If we left these poor people alone, then everyone would get to the free spaces further down the car park much quicker and avoid the part of this stalking Hubby finds so upsetting. This is when you get to the car and the Stalker stops either just behind and opposite your car (if they have a brain) or on the same side as you and in front of your car (if they don’t).

There they sit, evidently caught between two emotions: namely joy at having found a space to park, but also frustration at having to now wait for the people they’ve tracked to get in their car and leave. Which is where I want to share a piece of advice for Stalkers. But before that I have an admission to make. I Stalk Too.

Yes, I also stalk people for their car parking spots, especially if they seem to have got a prime spot next to the lift on B1 with free access to the way out. Those people are asking to be stalked. It’s the price they pay for securing such a great parking space. I don’t even mind that I too will be stalked when my visit is complete.

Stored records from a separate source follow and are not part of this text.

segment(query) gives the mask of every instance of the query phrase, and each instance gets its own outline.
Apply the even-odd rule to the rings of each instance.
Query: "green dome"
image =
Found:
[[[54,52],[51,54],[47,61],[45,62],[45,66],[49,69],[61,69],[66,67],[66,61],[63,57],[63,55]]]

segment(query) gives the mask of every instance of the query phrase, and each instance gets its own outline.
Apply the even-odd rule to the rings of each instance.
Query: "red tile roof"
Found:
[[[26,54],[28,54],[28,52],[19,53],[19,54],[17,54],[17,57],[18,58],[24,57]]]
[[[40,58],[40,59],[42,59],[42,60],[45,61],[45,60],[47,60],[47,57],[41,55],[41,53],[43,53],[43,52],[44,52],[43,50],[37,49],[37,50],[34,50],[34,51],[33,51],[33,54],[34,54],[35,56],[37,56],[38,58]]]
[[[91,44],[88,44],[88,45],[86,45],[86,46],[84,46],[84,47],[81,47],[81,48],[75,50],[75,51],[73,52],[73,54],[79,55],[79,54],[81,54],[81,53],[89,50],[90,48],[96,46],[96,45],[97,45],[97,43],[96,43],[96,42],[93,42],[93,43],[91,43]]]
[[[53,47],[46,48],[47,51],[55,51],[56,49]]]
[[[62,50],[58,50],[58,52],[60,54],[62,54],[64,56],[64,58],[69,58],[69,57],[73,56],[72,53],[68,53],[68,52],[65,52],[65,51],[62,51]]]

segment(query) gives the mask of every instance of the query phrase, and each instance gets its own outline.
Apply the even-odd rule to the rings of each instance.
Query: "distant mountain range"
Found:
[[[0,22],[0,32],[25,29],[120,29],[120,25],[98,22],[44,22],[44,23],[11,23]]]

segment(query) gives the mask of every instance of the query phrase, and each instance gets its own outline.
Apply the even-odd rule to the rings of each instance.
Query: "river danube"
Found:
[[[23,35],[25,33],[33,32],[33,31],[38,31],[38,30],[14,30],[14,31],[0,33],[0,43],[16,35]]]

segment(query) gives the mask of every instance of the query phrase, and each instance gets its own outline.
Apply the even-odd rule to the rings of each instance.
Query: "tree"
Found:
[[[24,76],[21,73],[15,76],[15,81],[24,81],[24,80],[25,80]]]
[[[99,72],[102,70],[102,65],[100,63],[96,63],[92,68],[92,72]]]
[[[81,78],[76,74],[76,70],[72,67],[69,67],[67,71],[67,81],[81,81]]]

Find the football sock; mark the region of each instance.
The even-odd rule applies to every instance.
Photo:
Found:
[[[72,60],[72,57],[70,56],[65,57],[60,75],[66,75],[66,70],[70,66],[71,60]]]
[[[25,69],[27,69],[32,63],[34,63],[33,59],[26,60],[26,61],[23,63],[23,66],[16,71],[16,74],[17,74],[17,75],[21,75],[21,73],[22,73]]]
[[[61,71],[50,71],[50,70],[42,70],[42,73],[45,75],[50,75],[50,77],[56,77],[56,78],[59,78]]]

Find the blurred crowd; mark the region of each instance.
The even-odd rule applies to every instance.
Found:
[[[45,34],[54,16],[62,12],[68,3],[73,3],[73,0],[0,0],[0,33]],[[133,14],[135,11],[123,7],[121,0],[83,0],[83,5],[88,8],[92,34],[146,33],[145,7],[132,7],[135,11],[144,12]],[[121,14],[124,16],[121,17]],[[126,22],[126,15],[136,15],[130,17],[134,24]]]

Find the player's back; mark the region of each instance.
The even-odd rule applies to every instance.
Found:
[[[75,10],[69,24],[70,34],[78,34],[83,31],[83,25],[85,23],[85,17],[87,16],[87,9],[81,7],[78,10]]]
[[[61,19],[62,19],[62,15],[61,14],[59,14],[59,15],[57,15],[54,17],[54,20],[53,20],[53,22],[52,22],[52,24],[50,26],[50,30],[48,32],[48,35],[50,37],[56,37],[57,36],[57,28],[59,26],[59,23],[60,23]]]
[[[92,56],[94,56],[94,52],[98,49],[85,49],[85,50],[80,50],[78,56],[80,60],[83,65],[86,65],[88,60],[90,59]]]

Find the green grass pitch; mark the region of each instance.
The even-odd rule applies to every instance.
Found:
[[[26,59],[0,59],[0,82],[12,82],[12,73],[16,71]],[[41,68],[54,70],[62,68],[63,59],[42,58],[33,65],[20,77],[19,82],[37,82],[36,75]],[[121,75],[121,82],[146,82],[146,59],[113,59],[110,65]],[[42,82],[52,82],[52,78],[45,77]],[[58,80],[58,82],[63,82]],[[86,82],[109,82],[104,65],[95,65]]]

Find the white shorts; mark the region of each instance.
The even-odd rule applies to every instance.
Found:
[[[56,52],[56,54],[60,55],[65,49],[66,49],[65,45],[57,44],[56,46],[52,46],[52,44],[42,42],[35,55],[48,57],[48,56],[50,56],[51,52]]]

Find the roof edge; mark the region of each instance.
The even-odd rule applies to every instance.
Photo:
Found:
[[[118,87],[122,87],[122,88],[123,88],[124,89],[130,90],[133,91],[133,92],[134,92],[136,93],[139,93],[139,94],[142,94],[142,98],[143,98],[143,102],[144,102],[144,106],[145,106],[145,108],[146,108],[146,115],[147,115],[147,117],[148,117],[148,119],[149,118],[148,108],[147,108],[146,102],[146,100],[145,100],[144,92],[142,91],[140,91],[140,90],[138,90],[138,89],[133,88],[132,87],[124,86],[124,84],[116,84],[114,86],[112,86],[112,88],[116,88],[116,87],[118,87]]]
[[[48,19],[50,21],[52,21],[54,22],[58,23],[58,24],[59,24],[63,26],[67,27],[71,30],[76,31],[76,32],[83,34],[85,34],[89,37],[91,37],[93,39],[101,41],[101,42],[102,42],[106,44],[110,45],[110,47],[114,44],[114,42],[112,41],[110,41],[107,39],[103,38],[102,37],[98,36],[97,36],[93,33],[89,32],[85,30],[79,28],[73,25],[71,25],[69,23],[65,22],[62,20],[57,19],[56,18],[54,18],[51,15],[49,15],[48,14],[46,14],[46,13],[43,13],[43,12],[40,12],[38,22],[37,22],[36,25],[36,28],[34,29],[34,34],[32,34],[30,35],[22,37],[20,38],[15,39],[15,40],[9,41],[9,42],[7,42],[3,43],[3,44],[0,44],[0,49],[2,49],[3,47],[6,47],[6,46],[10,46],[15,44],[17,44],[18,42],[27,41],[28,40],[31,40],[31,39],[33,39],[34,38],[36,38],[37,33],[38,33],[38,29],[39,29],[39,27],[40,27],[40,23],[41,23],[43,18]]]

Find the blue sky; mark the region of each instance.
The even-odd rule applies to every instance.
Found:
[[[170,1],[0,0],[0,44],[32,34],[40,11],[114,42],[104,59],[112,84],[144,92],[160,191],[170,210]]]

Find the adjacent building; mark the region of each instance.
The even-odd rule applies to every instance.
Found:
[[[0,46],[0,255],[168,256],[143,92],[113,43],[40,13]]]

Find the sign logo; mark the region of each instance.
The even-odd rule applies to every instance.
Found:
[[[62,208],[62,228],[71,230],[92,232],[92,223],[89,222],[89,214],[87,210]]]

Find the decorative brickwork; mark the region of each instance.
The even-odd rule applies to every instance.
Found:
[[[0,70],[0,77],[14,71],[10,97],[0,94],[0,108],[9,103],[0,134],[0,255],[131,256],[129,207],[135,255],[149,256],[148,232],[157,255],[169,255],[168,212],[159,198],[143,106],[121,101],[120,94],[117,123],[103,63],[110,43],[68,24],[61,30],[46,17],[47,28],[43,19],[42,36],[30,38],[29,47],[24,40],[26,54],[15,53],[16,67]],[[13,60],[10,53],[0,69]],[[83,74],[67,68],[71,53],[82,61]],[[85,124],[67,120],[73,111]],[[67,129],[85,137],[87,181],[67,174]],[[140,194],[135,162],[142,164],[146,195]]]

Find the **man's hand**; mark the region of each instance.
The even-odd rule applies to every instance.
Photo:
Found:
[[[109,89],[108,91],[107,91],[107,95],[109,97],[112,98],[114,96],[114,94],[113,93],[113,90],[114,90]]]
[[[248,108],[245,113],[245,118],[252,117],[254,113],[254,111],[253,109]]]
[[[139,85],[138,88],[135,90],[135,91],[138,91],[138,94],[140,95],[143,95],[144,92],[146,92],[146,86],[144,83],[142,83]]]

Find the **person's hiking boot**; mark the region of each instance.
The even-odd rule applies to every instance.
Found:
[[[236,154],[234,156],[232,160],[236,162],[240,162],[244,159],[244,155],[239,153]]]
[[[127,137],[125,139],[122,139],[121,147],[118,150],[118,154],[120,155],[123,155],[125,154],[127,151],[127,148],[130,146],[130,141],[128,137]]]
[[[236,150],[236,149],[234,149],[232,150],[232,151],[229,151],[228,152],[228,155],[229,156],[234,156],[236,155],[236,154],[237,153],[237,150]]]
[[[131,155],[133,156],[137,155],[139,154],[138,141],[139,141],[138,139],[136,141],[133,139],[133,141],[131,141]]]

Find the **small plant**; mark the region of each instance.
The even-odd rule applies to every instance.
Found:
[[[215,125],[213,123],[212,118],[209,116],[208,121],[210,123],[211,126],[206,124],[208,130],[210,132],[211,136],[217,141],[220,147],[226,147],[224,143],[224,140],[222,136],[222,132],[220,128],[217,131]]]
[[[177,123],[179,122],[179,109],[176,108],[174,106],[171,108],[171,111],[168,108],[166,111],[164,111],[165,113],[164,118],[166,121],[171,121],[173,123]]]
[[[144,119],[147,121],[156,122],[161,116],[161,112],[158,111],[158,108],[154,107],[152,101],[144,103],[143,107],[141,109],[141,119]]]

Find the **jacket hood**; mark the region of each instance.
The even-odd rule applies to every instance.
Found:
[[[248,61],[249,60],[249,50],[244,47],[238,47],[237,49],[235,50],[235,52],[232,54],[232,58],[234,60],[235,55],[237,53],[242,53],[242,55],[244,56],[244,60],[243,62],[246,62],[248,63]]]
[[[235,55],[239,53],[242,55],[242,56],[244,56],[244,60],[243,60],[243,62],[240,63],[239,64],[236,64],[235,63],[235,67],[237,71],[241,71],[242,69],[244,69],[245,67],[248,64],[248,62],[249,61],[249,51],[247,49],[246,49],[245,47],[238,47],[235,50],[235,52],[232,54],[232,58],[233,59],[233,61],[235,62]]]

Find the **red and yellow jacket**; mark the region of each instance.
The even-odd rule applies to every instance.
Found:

But I do have some advice for people who, like me, insist upon stalking in car parks. You may accuse me of just protecting my own interests here but it makes sense. Don’t stalk people with kids (actually that’s pretty decent advice for any kind of stalking). We are simply too bad at getting into our cars.

You don’t want to have to wait while we find our keys, open the car, throw the kids in, retrieve them from the boot where they have climbed, somehow wrestle them into their car seats without spilling our takeaway coffees (we haven’t slept so can’t go more than an hour without caffeine), strap them down, then get the shopping in the car, return the trolley, start pulling out, stop the car, get out of the car and collect our coffee from the roof where we temporarily put it while wrestling the kids, and then have to find The Wiggles CD for the stereo as the kids will have a breakdown if we try listening to BFM.

That’s already more than six minutes, so you might as well just do as my Dad suggests and sit in the car next to that prime spot by the lift.